Они постояли, прислушиваясь, потом Ким спросил:
— Мама, а не кажется тебе, что это уже было?
— Что — было?
— Ну так вот, стояли с тобой рядом, ожидали.
— С тобой — нет, а одна я тысячу раз так вот ожидала то тебя, то отца.
— Не о том я, мама. Мне кажется, что я уже второй раз живу, и все то, что происходит сейчас, уже когда-то было.
— Второй раз живешь и ничему не научился? — сказала мать.
Это был последний разговор Марии Павловны с сыном — разговор, о котором она потом часто вспоминала и думала.
Двинувшись дальше, обоз завилял между кустов в высокой траве, под которой чавкала заболоченная торфянистая земля и хлюпала вода. Как ни тужились лошади и помогавшие им бойцы, телеги, увязая по ступицу колес в грязи, не катились, а ползли муравьиным шагом.

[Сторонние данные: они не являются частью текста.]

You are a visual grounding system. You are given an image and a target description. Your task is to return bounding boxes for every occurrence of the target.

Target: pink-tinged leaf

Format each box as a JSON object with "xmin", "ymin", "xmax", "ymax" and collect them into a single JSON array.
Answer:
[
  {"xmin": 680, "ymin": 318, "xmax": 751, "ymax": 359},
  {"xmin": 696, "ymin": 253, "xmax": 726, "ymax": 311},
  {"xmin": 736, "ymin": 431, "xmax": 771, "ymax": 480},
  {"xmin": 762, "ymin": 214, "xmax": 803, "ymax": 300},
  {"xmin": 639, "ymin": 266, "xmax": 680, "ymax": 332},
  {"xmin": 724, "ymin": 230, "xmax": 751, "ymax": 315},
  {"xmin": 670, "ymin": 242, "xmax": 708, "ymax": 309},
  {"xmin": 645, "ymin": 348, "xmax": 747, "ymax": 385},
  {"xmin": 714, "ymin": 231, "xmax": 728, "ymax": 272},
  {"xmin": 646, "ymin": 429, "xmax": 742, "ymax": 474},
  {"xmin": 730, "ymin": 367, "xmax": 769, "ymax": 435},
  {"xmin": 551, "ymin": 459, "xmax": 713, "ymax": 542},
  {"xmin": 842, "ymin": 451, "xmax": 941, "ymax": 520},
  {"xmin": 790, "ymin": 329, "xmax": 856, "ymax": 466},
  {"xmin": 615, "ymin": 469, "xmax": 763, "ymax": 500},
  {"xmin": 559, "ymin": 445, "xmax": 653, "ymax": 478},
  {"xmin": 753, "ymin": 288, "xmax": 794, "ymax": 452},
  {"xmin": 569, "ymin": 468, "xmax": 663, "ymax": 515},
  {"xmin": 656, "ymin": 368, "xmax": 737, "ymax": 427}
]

Ким шел за телегой между двумя бойцами, так же, как они, толкал ее то плечом, то руками и думал уже только об одном: как бы ему, когда телега двинется вперед, успеть вытянуть ноги из грязи, чтобы не сорваться, не упасть. И все-таки иногда не успевал шагнуть вперед вместе со всеми и кувыркался головой под ноги товарищей.
Ему говорили:
— Иди, Ким, отдышись маленько. — Но, поднявшись на ноги, он опять изо всех сил налегал плечом на задок телеги.
Шапку свою любимую, кубанку, которую он так же, как Дед, никогда не снимал с головы, Ким потерял в траве, давно не стриженные волосы мокрыми космами свисали ему на нос, он, как тряпкой, утирал ими залитое потом лицо, глаза, но их сейчас же снова заливало.